Gratzl war selbst Schüler am Neuburger Descartes-Gymnasium, später Professor in Basel. Er begab sich auf Spurensuche in verschiedensten Quellen, von historischen Aufzeichnungen über Biografien bis hin zu literarischen Werken. Für Ulm sprechen Kriegsberichte über Truppenansammlungen und die Nähe zu wissenschaftlichen Debatten um den Mathematiker Faulhaber, die Descartes offenbar beeinflussten. Lauingen ist denkbar, weil es zur besagten Zeit zum pfalz-neuburgischen Territorium gehörte und in einigen Texten als Winterquartier genannt wird.

Für Neuburg spricht etwa die Widmung des Jesuiten-Mönches Johannes Molitor in einem Buch, das er Descartes – selbst in einem Jesuiten-Seminar aufgewachsen – offenbar geschenkt hat. Es wird vermutet, dass eben jenes Buch in einem Jesuiten-Kolleg in Neuburg gefunden wurde, das 1616 gegründet und 1773 aufgelöst worden sei. Neuburg habe damals auch als Hochburg der Lehren des Paracelsus gegolten: Ottheinrich sei ein Förderer dieser medizinischen und philosophischen Lehren gewesen – und Descartes sehr daran interessiert.

„Für den Historiker gibt es zwar einige Indizien, Quellen für das Winterquartier der ligistischen Truppen und der pappenheimischen Reiter, jedoch eine namentliche Erwähnung des Kriegsdienste leistenden Descartes und seines Aufenthaltsortes im Winter 1619/1620 wurde ebenso wenig aufgefunden wie persönliche Angaben in Briefen“, resümiert Gratzl.

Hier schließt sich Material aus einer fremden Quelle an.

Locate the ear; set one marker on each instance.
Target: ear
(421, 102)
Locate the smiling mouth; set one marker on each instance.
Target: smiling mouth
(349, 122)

Nichts Genaues weiß man also nicht. Es könnte somit durchaus sein, dass Descartes niemals in Neuburg weilte. Bringt das nun das Descartes-Gymnasium ins Wanken? Nein, findet Franz Hofmeier. Der Schulleiter bleibt gelassen. Was zähle, sei nicht der genaue Ort, sondern vielmehr die wegweisende Philosophie Descartes, erklärt er auf Nachfrage unserer Zeitung. Der Name müsse also nicht überdacht werden, ganz gleich, was künftige Forschungen über den Aufenthaltsort ans Licht bringen sollten.

Was diesen Ort angeht, bringt Gratzl noch eine These ins Spiel: Wenn man davon ausgeht, dass Descartes doch in Neuburg war, ist es wahrscheinlich, dass er in der Rennbahn verweilte. „Hier befand sich schon zu Zeiten des ersten Pfalzgrafen Ottheinrich ein ,Stech- und Turnierplatz' im heutigen nördlichen Teil der Luitpoldstraße. Die anliegende Brauerei und Bierwirtschaft wurde nach dem Turnierplatz ,Rennbahn' benannt“, schreibt der Historiker – für Neuburg versöhnliche Sätze.